Metzabok is a quiet Lacandón community of just 20 families, who live in simple wood homes in a region of numerous lakes and waterways. The community is situated on the edge of Laguna Tzibana, whose name means casa pintada (painted house) in Lacandón Maya and is most likely a reference to prehistoric paintings visible along the lake’s edge. (The word Metzabok comes from the god of the Maya ball game, though it’s unclear why the name was used here.)
Laguna Tzibana is connected by a natural canal to Laguna Metzabok, a much larger lake, and the source of several of the rainforest’s streams and rivers. The entire region is protected as part of a federal nature reserve, and is home to a rich array of plants, birds, and mammals.
Metzabok’s residents are less accustomed to outsiders and generally more reserved than Nahá ’s, making it harder (but not impossible) to experience Lacandón life and culture. By the same token, the surrounding rainforest and waterways are even more pristine, and excursions longer and more varied.
Several small thatched-roof cabañas (US$30) are available for rent, each with two queen beds, hammock hooks, and private bathroom, and located on a grassy lot near the entrance of town. Rooms are reasonably comfortable, though far from luxurious—don’t be startled by insects or even the occasional mouse, as the units are shuttered between visitors, sometimes for long periods of time. Advance notice is required to be sure the key is available and the cabin tidied up.
There are no restaurants in town, but home-cooked meals can be prepared by a local family or community member. As with the cabins, advance notice is required to allow time to buy necessary supplies.
There are no public telephones, Internet, or other services in Metzabok, and cabins and meal service are available with advance notice only. At the time of research, the tourism contact person in Metzabok was Enrique Valenzuela (tel. 961/341-8044); alternatively, you can call or visit the Palenque  office of the Comisión Nacional de Areas Naturales Protegidas (National Commission of Protected Natural Areas, Prolongación Av. Juárez 1085, Barrio La Cañada, tel. 916/345-0967, metzabok_05 [at] yahoo [dot] com [dot] mx, 9 a.m.–6 p.m. Mon.–Fri.), which oversees the reserve and tourism there.

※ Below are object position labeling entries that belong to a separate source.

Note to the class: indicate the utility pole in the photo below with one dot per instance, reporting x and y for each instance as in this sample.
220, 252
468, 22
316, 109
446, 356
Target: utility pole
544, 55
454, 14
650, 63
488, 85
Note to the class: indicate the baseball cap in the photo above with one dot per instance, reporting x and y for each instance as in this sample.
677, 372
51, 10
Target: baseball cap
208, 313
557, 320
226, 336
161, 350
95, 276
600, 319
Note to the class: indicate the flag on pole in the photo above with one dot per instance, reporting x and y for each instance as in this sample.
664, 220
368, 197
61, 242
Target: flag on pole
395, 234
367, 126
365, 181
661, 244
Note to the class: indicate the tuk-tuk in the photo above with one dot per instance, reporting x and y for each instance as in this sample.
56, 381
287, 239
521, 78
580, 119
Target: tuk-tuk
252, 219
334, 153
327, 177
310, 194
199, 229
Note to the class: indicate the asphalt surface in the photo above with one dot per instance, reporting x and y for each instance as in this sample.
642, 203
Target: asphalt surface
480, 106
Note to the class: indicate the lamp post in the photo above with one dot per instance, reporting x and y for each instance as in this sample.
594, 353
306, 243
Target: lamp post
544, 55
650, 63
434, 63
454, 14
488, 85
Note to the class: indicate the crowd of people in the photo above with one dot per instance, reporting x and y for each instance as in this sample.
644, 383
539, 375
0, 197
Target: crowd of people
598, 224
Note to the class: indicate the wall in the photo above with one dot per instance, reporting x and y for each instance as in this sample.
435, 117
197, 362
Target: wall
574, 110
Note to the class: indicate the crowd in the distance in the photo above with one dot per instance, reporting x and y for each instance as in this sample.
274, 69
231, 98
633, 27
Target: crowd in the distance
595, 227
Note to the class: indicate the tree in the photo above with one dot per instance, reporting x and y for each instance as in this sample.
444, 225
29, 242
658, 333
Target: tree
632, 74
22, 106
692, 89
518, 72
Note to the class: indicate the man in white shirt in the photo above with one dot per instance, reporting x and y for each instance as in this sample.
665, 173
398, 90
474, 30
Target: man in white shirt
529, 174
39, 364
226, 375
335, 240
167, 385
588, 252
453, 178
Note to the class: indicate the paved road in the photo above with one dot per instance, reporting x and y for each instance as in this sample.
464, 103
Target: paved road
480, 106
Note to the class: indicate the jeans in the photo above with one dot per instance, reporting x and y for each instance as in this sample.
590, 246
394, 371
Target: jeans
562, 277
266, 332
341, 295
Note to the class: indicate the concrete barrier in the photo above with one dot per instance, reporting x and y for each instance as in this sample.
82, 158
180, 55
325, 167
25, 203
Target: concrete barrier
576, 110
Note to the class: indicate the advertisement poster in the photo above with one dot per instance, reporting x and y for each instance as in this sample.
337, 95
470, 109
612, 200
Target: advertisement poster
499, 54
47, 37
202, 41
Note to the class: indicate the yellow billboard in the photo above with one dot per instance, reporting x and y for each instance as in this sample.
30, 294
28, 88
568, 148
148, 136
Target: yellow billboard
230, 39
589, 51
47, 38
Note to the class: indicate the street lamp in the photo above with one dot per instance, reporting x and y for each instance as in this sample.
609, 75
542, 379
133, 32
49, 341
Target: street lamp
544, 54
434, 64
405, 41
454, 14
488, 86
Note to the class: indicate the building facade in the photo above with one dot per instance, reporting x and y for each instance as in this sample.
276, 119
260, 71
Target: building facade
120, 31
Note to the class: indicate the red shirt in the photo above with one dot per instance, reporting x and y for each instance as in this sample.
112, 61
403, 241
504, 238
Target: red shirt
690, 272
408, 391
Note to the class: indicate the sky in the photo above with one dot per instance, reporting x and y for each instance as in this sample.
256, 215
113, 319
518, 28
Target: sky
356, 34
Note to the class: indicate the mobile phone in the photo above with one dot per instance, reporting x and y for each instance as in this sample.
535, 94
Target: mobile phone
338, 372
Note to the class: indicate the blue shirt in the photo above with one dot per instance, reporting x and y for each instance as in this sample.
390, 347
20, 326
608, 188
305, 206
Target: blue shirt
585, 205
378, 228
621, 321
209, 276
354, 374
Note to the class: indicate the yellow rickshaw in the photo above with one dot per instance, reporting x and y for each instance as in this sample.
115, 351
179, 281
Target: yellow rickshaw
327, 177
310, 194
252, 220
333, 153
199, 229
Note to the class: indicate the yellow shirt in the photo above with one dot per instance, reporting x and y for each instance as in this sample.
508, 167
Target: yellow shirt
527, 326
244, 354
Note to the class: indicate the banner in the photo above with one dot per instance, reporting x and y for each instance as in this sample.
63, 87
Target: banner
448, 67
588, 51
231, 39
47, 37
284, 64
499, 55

By Bus: There is no direct bus service to Metzabok. Buses to Nahá  can drop you at the turnoff (US$3, 4 hrs), which is about six hilly kilometers from town. To return, you’d have to be back at the turnoff at midnight or 2 a.m. to catch the bus from Nahá—not a good plan. A better option would be to take the bus into Nahá (it passes the Metzabok turnoff at around 3 p.m. and 5 p.m.) and spend some time there before catching a bus back to Palenque  or Ocosingo . That way, if the bus is late or canceled, you’re in town instead of at a lonely crossroads.
By Car: Metzabok is some 80 kilometers from Palenque, half by dirt road. From Palenque, head east on Carretera Fronteriza del Sur for 44 kilometers, to the largish town of Chancalá. Turn right and continue another 14 kilometers to an intersection known as Crucero Piñal, where a sign directs you to the right again. The road is paved to there, and for another 3.5 kilometers beyond, before turning to gravel and eventually dirt. In the village of Piedrón (3.5 kilometers after the pavement ends) continue straight to the fork; from there the road is easy to follow, but increasingly rough, passing through small settlements and the town of Nueva Esperanza. Forty kilometers from Chancalá is a well-marked turnoff to Metzabok (6 kilometers).